An Izium resident living across the street from the mass burial site told CNN the Russians first hit a nearby city graveyard with an airstrike and then moved in.
“They brought their special machines. They dug some trenches for their vehicles. We only heard how they were destroying the forest,” Nadezhda Kalinichenko told CNN.
She said she tried not to go out during the time the city was under the Russian occupation because she was too scared.
“When they left, I don’t know if there was fighting or not. We just heard a lot of heavy trucks one night a week ago,” she said.
‘Bloody brutal terror’
Zelensky said during his address on Thursday that Russia must be held accountable for deaths there, and in other cities where large numbers of bodies had been found.
“Bucha, Mariupol and now, unfortunately, Izium… Russia leaves death everywhere. And must be responsible for it. The world must hold Russia to real responsibility for this war. We will do everything for this,” he added.
The Governor of the Kharkiv region, Oleh Syniehubov, said that “the scale of the crimes committed by the invaders in Izium is enormous. This is bloody brutal terror.”
Syniehubov said that “450 bodies of civilians with traces of violent death and torture were buried in a forest belt. It is difficult to imagine something like this in the 21st century, but now it is a tragic reality in Izium.”
Syniehubov said that among the bodies exhumed on Friday “99 percent showed signs of violent death.”
“There are several bodies with their hands tied behind their backs, and one person is buried with a rope around his neck. Obviously, these people were tortured and executed.
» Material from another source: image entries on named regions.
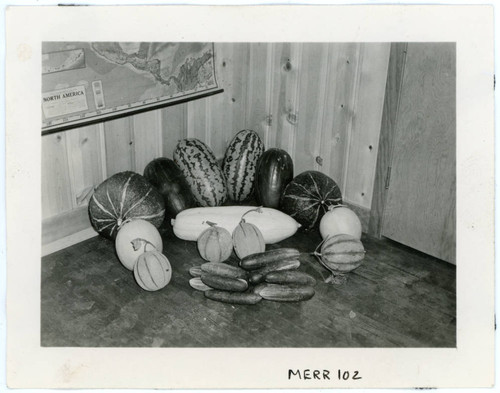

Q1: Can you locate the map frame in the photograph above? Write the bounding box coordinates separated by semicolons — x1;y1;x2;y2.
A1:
41;42;224;136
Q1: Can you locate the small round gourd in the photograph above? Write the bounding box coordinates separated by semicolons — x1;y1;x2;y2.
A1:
319;205;362;239
314;234;365;275
134;251;172;291
233;208;266;259
197;222;233;262
115;219;163;270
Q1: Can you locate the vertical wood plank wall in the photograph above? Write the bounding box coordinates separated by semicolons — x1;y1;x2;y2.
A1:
42;43;390;254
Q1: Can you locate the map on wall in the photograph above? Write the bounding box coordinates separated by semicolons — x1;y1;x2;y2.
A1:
42;42;222;134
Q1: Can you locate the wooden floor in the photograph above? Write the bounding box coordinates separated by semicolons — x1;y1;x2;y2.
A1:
41;220;456;348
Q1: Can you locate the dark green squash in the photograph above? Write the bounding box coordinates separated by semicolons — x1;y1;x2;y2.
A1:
255;148;293;209
144;157;197;218
280;171;342;230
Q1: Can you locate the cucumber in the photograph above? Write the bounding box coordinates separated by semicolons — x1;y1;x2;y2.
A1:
201;273;248;292
248;259;300;284
201;262;247;279
253;284;315;302
189;277;212;292
189;266;202;277
264;270;316;287
240;248;300;270
205;290;262;304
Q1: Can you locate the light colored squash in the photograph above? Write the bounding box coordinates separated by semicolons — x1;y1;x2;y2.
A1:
134;251;172;291
115;220;163;270
171;206;300;244
197;224;233;263
233;218;266;259
319;205;362;239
There are also children among the buried,” he said.
Meanwhile, Oleh Kotenko, Ukraine’s commissioner for missing persons, said in a Telegram post that search operations for the remains of “fallen heroes” were proceeding cautiously throughout the region.
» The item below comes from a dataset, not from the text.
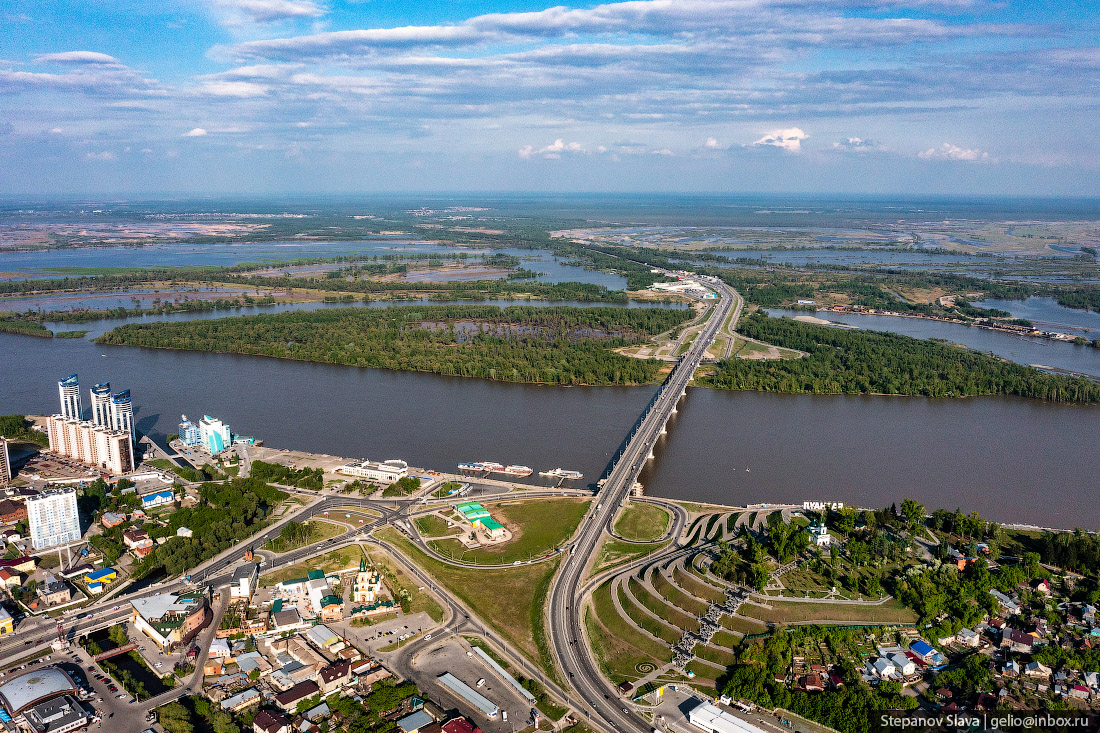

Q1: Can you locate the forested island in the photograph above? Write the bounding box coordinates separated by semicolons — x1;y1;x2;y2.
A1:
701;311;1100;403
98;305;694;385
“The biggest problem is that some areas are still mined. Despite this, we continue to work, because we have to return each hero home so that the families can honor the memory of the soldiers who died for Ukraine in a dignified manner as soon as possible,” Kotenko said.
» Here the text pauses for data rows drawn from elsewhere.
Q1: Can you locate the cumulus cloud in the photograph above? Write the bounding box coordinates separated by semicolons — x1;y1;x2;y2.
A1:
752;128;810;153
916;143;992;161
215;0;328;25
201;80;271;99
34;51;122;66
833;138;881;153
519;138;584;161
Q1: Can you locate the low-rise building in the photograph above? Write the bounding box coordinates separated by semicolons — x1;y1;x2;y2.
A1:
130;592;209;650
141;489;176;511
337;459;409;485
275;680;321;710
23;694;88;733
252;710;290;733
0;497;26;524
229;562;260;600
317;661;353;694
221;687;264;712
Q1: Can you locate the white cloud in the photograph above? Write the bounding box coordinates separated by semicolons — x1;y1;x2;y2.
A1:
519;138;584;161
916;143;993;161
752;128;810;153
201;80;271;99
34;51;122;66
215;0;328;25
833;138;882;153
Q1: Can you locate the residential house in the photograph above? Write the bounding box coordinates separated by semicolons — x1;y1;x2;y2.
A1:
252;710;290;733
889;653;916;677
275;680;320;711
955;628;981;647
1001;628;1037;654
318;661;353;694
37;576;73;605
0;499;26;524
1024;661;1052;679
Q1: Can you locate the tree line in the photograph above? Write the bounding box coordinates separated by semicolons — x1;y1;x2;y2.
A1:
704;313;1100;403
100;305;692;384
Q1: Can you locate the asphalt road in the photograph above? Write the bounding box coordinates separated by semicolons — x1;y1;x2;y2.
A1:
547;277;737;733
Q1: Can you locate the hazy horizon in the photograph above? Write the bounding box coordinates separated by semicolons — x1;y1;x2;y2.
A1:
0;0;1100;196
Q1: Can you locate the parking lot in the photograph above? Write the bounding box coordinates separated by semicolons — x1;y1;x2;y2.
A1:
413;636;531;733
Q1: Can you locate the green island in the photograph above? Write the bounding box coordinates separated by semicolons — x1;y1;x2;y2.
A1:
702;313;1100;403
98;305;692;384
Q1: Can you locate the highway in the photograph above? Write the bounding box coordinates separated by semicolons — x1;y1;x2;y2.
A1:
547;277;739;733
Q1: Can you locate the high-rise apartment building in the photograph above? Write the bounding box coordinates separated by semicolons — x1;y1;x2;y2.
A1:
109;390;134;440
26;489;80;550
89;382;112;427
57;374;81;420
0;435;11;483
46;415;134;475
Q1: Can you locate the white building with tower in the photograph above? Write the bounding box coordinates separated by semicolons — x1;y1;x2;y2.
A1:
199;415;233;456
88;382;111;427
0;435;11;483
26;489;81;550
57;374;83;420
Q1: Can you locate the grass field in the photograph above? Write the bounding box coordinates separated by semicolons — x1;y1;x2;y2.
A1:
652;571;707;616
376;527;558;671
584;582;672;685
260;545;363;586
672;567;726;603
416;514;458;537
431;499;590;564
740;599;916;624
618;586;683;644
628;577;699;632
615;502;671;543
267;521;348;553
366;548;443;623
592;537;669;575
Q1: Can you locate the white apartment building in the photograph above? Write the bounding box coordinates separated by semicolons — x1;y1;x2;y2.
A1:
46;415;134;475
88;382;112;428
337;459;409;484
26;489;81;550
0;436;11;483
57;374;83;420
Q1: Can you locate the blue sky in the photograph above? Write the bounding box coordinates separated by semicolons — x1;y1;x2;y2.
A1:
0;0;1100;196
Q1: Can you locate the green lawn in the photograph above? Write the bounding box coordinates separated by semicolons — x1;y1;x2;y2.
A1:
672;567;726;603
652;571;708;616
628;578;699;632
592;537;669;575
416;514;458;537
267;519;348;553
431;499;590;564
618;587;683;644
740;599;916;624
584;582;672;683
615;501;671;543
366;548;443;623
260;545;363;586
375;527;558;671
Zelensky visited Izium on Wednesday and told journalists he was “shocked” by the number of “destroyed buildings” and “killed people” left in the wake of the Russian occupation.
In his nightly address on Friday, Zelensky said exhumation of the bodies at the mass burial site was continuing and it was still “too early to speak about the total number of people buried there.”
He added that investigations were taking place in all areas of the country that had been recaptured from Russian forces and that a number of civilians, including foreigners, who had been held captive in occupied cities and towns had been found alive.
Among the foreigners rescued were seven students from Sri Lanka, he said. They were studying in Kupyansk Medical College but were captured by Russian soldiers back in March and held in a basement. “Only now, after the liberation of Kharkiv region, these people were rescued and are being provided proper medical care,” Zelensky said.
A United Nations source has told CNN that a team from the UN’s human rights monitoring agency — the OCHR — would be going to Izium and areas around it as soon as possible.
The War Crimes investigation team may follow after that, the source said. Their specific destination remains unclear at this time.
Moscow was using Izium as a launching pad for attacks southward into the Donetsk region and Kupyansk, some 48 kilometers (30 miles) to the north of Izium, and as a rail hub to resupply its forces.
Zelensky also thanked foreign governments for sending investigators and prosecutors to investigate alleged human rights abuses by occupying forces in Ukraine, adding that all occupied areas would eventually return.
Ukrainian forces have been on a sustained military offensive, particularly in the country’s northeast and southern regions.
Zelensky said on Tuesday that 8,000 square kilometers (3,088 square miles) of territory had now been liberated by Ukrainian forces so far this month, with roughly half the area still undergoing “stabilization” measures.